The Israeli army “violently” hit numerous military installations on the Syrian coast during the night from Sunday to Monday, an NGO said, raids which caused panic among residents, according to an AFP journalist.

“Israeli warplanes launched strikes” on several sites, including air defense units and “surface-to-surface missile depots,” according to the Syrian Observatory for Human Rights (OSDH).

The NGO claims that these are the “heaviest strikes since 2012” in the coastal region of Tartous (West), which is home to a Russian naval base.

Since the capture of Damascus by the armed coalition that overthrew Bashar al-Assad, 473 Israeli strikes have targeted military sites across Syria, the OSDH said on Monday.

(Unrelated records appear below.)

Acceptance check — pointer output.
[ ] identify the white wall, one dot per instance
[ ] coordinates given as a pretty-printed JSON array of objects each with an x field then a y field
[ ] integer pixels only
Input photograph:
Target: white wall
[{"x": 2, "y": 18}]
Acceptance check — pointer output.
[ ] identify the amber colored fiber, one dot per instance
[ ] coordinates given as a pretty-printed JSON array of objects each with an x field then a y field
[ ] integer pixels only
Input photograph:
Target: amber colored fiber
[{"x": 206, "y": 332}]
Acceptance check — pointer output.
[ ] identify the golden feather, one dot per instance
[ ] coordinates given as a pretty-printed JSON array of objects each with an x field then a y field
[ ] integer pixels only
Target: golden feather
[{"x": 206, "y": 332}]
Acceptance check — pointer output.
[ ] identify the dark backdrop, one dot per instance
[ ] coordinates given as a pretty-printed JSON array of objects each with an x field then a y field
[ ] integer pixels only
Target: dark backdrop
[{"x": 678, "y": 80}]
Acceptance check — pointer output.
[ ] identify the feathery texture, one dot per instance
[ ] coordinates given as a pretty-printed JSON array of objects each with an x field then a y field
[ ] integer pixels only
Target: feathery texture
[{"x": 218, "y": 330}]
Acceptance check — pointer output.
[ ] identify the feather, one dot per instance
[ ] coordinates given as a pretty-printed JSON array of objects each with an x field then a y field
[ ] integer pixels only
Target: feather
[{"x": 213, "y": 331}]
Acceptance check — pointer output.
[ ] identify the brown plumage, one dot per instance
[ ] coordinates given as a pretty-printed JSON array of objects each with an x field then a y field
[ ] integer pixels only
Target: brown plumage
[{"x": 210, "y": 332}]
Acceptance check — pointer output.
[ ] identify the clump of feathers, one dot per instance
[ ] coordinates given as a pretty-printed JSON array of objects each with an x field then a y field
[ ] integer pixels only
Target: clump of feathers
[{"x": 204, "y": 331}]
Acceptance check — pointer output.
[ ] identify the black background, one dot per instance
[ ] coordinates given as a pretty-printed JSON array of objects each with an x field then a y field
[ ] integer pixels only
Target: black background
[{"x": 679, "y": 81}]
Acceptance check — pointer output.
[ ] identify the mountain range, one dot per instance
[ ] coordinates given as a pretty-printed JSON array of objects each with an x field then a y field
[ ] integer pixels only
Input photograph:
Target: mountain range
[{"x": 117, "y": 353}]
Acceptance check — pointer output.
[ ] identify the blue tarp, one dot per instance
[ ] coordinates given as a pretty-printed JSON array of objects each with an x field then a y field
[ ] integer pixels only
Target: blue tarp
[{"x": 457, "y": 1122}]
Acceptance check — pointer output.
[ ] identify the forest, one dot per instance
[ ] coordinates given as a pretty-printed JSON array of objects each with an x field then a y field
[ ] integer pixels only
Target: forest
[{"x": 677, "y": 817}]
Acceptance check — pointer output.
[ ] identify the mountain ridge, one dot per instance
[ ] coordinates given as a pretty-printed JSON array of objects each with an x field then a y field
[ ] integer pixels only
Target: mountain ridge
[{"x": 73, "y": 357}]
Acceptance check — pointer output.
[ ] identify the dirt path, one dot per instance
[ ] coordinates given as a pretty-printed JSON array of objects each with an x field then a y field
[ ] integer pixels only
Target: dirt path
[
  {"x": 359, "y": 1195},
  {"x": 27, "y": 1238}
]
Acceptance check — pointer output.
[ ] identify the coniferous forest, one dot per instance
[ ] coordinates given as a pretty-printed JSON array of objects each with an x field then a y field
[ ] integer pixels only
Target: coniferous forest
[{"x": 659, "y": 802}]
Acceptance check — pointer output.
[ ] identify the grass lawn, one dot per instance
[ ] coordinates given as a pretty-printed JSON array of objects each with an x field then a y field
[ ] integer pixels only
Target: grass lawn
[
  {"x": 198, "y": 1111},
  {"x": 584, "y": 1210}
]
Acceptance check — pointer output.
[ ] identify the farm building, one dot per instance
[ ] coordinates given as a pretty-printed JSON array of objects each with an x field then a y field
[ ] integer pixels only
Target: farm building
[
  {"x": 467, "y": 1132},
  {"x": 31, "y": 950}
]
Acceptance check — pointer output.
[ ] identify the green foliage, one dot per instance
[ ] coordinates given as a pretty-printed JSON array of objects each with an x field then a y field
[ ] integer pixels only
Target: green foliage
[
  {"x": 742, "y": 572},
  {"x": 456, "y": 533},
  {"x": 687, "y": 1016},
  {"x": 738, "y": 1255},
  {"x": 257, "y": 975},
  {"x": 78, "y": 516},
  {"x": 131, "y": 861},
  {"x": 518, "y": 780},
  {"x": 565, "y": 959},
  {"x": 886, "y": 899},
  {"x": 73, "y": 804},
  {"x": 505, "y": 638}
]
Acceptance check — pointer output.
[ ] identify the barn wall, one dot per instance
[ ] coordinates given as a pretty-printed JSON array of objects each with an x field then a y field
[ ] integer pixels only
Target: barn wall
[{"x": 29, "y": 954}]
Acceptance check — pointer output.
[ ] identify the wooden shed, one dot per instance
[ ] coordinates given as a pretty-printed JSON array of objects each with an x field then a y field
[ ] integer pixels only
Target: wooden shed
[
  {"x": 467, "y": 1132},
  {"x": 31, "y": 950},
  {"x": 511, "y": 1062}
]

In the village of Bmalkah, on the heights of the town of Tartous, the roads are littered with broken glass. In the orchards, the blast of bombing tore the leaves from the olive trees and thick smoke rose from the surrounding hills, AFP noted.

FREELANCER PHOTO, REUTERS

The windows of a building are broken after Israeli strikes in the Tartous region, Syria, December 16, 2024.

“It started shortly after midnight and continued until 6 a.m. (10 p.m. Eastern Time). It was like an earthquake. All the windows in my house exploded,” says Ibrahim Ahmed, a 28-year-old employee in a law firm.

“The village did not sleep all night. The children were crying. There are no more windows left in the houses,” says a man who refused to give his name.